Theories of panspermia have literally been floating around (ha!) for millennia, from the (very) early musings of the ancient Greek philosopher Anaxagoras to the earnest yet wonky hypothesis of Fred Hoyle to the downright loopy advocacy of "directed panspermia" by Richard Hoagland. While the very base idea at the heart of the theory (and note that I use "theory" in the colloquial sense here, rather than the strict scientific sense), actual falsifiable experiments have been hard to come by--the expense, logistics and timeframes involved are prohibitive for any meaningful direct observation.

But there's been some baby steps forward in recent years. Texas State biologist Robert McLean inadvertently found himself in possession of a panspermia experiment following the tragic destruction of the space shuttle Columbia. McLean's results aren't perfect by any means--salvage work of this nature rarely is--but it was significant enough to warrant publication in Icarus earlier this year.

Now comes a report in Mars Today regarding a new paper published in the journal Astrobiology arguing that terrestrial radiation-resistant bacteria are actually transplanted samples of Martian organisms (the full paper downloadable in PDF format here).
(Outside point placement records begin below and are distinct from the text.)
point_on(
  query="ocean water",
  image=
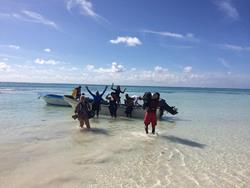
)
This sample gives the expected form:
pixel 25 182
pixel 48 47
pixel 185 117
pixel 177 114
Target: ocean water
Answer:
pixel 206 145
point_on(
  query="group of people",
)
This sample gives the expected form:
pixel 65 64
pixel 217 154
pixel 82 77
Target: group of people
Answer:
pixel 150 105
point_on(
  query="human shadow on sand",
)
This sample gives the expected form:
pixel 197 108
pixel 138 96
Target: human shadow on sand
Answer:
pixel 184 141
pixel 172 119
pixel 95 131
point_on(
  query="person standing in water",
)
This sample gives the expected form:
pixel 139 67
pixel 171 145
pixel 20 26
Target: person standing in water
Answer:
pixel 129 103
pixel 117 91
pixel 97 98
pixel 112 104
pixel 150 115
pixel 81 110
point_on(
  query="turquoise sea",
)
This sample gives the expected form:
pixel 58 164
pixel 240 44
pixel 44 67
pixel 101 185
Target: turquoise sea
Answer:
pixel 206 145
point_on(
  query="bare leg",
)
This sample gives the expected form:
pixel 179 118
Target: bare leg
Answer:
pixel 87 123
pixel 81 122
pixel 146 129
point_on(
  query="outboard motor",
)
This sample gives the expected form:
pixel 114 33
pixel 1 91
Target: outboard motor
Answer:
pixel 165 107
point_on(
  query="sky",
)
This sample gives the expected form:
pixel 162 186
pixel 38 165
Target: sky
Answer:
pixel 194 43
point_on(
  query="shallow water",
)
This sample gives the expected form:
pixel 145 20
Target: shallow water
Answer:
pixel 206 145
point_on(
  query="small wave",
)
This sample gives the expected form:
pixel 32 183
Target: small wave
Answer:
pixel 7 90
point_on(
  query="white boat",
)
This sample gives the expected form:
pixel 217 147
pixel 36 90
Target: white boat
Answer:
pixel 138 111
pixel 53 99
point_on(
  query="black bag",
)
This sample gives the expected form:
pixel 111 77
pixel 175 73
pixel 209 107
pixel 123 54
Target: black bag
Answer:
pixel 91 113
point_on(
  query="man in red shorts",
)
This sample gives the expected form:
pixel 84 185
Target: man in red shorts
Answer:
pixel 150 115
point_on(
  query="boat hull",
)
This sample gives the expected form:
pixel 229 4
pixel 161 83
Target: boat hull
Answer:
pixel 138 111
pixel 57 100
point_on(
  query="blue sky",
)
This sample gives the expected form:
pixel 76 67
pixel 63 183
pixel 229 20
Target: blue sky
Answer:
pixel 136 42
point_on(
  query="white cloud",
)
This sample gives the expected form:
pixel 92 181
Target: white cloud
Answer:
pixel 188 36
pixel 45 62
pixel 129 76
pixel 14 46
pixel 90 67
pixel 227 7
pixel 159 69
pixel 4 66
pixel 224 63
pixel 86 8
pixel 115 68
pixel 5 59
pixel 29 16
pixel 234 47
pixel 47 50
pixel 187 69
pixel 130 41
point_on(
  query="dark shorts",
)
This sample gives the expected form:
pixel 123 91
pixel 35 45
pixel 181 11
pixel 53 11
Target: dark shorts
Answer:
pixel 150 117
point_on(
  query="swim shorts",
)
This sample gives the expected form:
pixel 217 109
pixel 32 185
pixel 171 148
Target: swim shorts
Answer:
pixel 150 117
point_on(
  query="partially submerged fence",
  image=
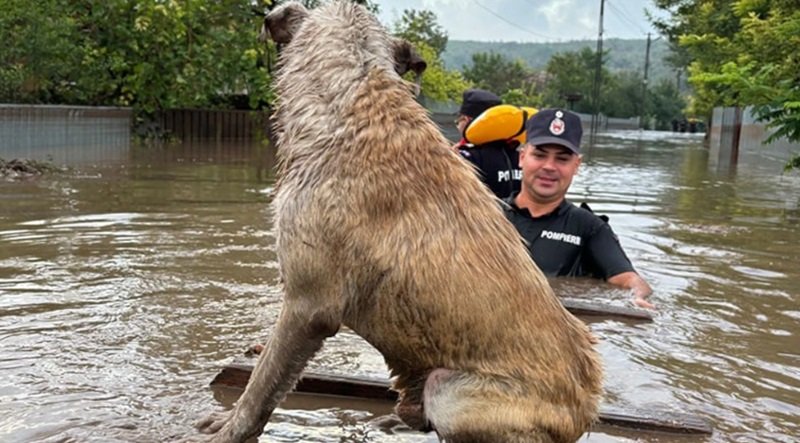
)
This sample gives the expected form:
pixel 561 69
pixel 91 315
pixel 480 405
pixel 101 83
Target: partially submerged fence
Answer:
pixel 736 136
pixel 64 134
pixel 209 124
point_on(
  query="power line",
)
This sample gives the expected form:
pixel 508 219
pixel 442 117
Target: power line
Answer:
pixel 511 23
pixel 621 14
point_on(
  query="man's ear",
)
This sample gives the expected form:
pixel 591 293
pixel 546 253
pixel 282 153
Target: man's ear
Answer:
pixel 406 58
pixel 282 23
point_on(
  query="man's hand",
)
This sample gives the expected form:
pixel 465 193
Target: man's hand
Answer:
pixel 635 283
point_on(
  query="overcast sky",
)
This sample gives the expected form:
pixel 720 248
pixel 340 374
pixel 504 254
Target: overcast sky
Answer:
pixel 530 20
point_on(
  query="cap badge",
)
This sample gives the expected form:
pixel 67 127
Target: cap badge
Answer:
pixel 557 125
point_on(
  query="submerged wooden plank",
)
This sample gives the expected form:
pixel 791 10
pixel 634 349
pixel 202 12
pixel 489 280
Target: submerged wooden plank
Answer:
pixel 586 308
pixel 237 373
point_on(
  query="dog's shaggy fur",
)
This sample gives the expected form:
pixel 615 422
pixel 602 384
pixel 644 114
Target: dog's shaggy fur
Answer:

The paper is fascinating reading--if you have any interest in astrobiology--and the authors present a compelling case. Consider:
Where in our solar system do the radiation doses indicated in the laboratory “training” cycling experiments occur naturally? The challenge is that high radiation dosages necessary for radioresistance training must accumulate during a bacterial lifetime. At present, if radioresistant bacteria are in the active metabolic state, they can survive any observed radiation level on any object of the solar system (including radiation exposure to the unshielded cosmic rays in space) and repair the resultant DNA damage. The only way bacteria could accumulate sublethal doses of radiation exposure is during dormancy. Natural radioresistance training cycles are, therefore, likely to occur in environments where high levels of ionizing radiation are the norm and bacteria experience long periods of dormancy in cold, dry, or cold and dry conditions followed by periods of population re-growth in favorable warm, wet, or warm and wet conditions. Warm periods could be very short because even a couple of days would be enough to re-grow the bacterial population. Based on our laboratory experiments (Fig. 1), we calculated that a minimum of 100 training cycles would be required to increase the radioresistance of ordinary bacteria to the levels observed in radioresistant bacteria.

Earth’s low background radiation makes such “natural” experiments practically impossible. For example, to accumulate a 10–20 kGy radiation dosage, the duration of each dormancy period would need to be several million years, and the total duration of the training process would take more than several hundred million years.

As discovered during the Mars Odyssey mission, environments shared by present-day Earth and Mars include permafrost regions or polar terrains where ground ice accumulates. Though some bacteria are known to fall into a state of dormancy in permafrost, neither ground ice nor permafrost would be stable for long enough periods of time on Earth for dormant populations to accumulate high radiation dosage. Furthermore, some permafrost biota on Earth do not cease metabolic activity even under 20°C (Rivkina et al., 2000), and such biota cannot accumulate any substantial irradiation dosage while metabolically active.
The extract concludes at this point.